PS: In researching this, I ran across this stunning fact: "Americans drove 100 billion fewer miles in the 12 months ending in October than they had the year before, a decline of about 3.4%, the Transportation Department reported Friday. Miles driven fell by 9 billion miles, or 3.5%, to 250 billion miles in October compared with October 2007. So far in 2008, miles driven have fallen 3.5% to 2.45 trillion miles."

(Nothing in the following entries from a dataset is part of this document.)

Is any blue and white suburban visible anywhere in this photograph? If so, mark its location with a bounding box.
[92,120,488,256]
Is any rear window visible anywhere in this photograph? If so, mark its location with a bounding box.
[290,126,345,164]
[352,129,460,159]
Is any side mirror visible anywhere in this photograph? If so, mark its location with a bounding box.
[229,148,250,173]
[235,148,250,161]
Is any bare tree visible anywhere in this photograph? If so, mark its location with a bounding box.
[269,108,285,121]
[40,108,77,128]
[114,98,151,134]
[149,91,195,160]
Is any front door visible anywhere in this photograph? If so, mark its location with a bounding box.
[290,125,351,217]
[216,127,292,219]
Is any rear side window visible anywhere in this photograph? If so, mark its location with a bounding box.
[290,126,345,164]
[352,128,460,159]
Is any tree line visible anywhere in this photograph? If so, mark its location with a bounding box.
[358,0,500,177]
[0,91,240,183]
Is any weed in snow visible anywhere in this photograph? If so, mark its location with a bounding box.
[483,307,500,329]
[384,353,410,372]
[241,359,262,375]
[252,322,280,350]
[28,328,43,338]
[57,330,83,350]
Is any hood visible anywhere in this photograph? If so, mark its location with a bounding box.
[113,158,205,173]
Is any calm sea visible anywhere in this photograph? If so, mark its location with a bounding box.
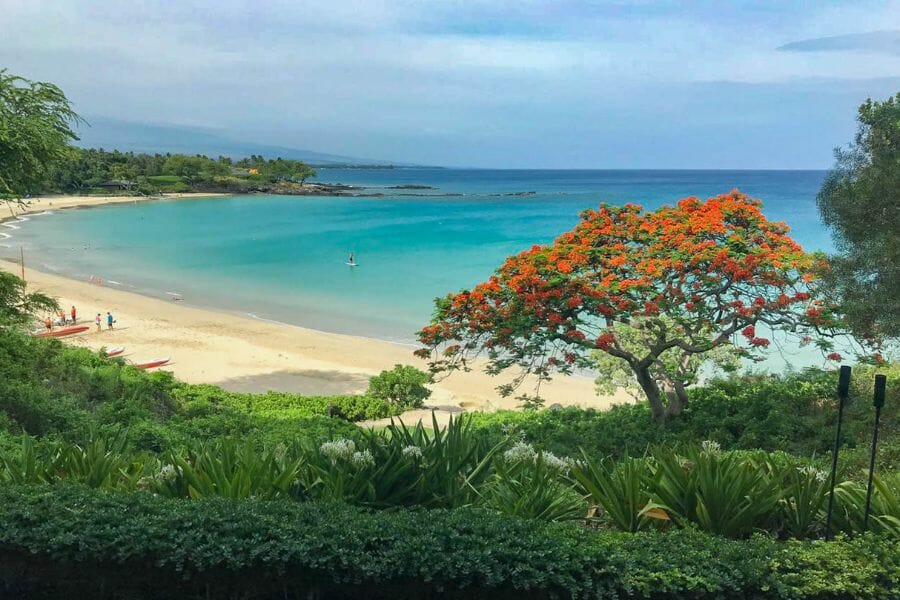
[0,169,830,341]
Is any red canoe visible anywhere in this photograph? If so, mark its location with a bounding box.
[34,325,90,337]
[134,358,169,369]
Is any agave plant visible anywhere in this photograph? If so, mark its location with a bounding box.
[50,431,144,489]
[835,473,900,538]
[0,435,53,484]
[649,443,781,538]
[154,440,304,499]
[386,415,508,508]
[770,465,828,540]
[479,442,586,521]
[572,453,669,532]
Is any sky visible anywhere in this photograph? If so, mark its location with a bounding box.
[0,0,900,169]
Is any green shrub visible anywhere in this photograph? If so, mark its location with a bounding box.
[475,365,900,460]
[366,365,431,408]
[0,486,900,600]
[174,384,402,421]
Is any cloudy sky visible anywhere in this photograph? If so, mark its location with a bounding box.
[0,0,900,168]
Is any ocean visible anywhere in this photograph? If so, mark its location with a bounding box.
[0,168,830,342]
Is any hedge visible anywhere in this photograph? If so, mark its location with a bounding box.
[0,486,900,600]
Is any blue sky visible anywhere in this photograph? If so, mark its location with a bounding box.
[0,0,900,168]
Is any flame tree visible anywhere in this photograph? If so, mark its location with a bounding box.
[417,190,840,420]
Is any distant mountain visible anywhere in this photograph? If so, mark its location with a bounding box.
[77,117,399,165]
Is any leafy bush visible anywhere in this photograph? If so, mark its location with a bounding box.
[474,365,900,464]
[366,365,431,408]
[0,486,900,600]
[174,384,402,421]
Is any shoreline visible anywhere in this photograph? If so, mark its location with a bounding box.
[0,261,631,420]
[0,192,234,223]
[0,194,633,421]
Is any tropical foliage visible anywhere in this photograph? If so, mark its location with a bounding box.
[366,365,431,408]
[0,271,59,326]
[0,485,900,600]
[419,191,839,420]
[0,419,900,539]
[45,148,316,194]
[0,69,80,200]
[818,93,900,339]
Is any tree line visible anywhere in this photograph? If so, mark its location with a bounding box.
[46,146,316,193]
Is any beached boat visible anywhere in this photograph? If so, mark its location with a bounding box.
[134,357,169,369]
[34,325,90,337]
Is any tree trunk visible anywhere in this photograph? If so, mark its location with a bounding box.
[634,368,666,421]
[632,360,688,423]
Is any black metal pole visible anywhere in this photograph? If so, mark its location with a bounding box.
[863,375,887,533]
[825,365,850,540]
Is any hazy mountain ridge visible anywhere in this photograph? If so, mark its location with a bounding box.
[77,117,402,165]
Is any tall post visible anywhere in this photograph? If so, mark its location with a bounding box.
[863,375,887,533]
[825,365,850,540]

I'm boggled that people can throw around numbers like billions and trillions when talking about
miles driven. I then stumbled on a chart showing miles driven each month from 1983 to 2007 which shows the yearly average was at 3 trillion miles per year for both 2006 and 2007 and will -- thankfully, painfully, undoubtedly -- be much lower for 2008. At 20 miles per gallon (about average for the US), that's 150 billion gallons of gasoline burned by American drivers during each recent year. If I were the earth, I'd be getting hot under the collar, too... It is high time to get our act together. And it adds immense poignancy to Rob Hopkins' blog entry on his own efforts to give up driving.
* * * * * * *
Tom also mentioned another video in which Rob mentions the use of the World Cafe, near the end of the interview, and a discussion of these conversational tools in the "But is it PC?" blog.